News

CPH researchers receive DEI Supplemental Award

Published on April 28, 2022

The award will be used to explore COVID-19’s impact on Iowans’ well-being and cancer prevention behaviors.

Elizabeth Chrischilles, professor and head of epidemiology in the UI College of Public Health, has been awarded a $25,000 Diversity, Equity, and Inclusion (DEI) Supplemental Award from the Research Development Office within the UI Office of the Vice President for Research. Investigators collaborating on the award include Crystal Garcia-Auguste, a PhD candidate in epidemiology, and Mary Charlton, professor of epidemiology and director of the Iowa Cancer Registry.

The DEI Supplement Award will support an ongoing effort aimed at characterizing how COVID-19 is impacting the health, well-being, and cancer prevention behaviors of Iowans to inform development of cancer prevention and control priorities.
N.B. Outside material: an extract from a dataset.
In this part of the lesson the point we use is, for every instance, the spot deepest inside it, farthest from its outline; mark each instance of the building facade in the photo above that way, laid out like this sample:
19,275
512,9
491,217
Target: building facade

Specifically, the funding will support a follow-up survey to a well-characterized sample of up to 330 Iowans living in Hispanic majority census blocks to understand how cancer prevention behaviors and overall health and well-being have changed another year into the pandemic.

A portrait of Crystal Garcia of the Department of Epidemiology at the University of Iowa College of Public Health.
Crystal Garcia-Auguste

Garcia-Auguste will lead this activity with the guidance of Chrischilles and Charlton as her mentors. Chrischilles is the principal investigator of the DEI Supplement Award and the associate director for Population Science and Community Engagement in the Holden Comprehensive Cancer Center (HCCC). The project will provide valuable information about the experiences of Hispanic Iowans to the HCCC and support Garcia-Auguste’s dissertation, continued DEI training, and engagement with the HCCC Community Advisory Board.

The DEI Supplemental Awards are designed to supplement externally funded awards by providing additional funding to recruit, retain, and advance UI students who support diversity, equity, and inclusion efforts in research, with a preference for students from traditionally marginalized groups. The goals are for the PI to advance the aims of the externally funded award’s science while engaging these students in mentored research and training experiences that prepare them to excel as next generation researchers and scholars. Funding for the DEI Supplemental Award comes from the Seeding Excellence Initiative.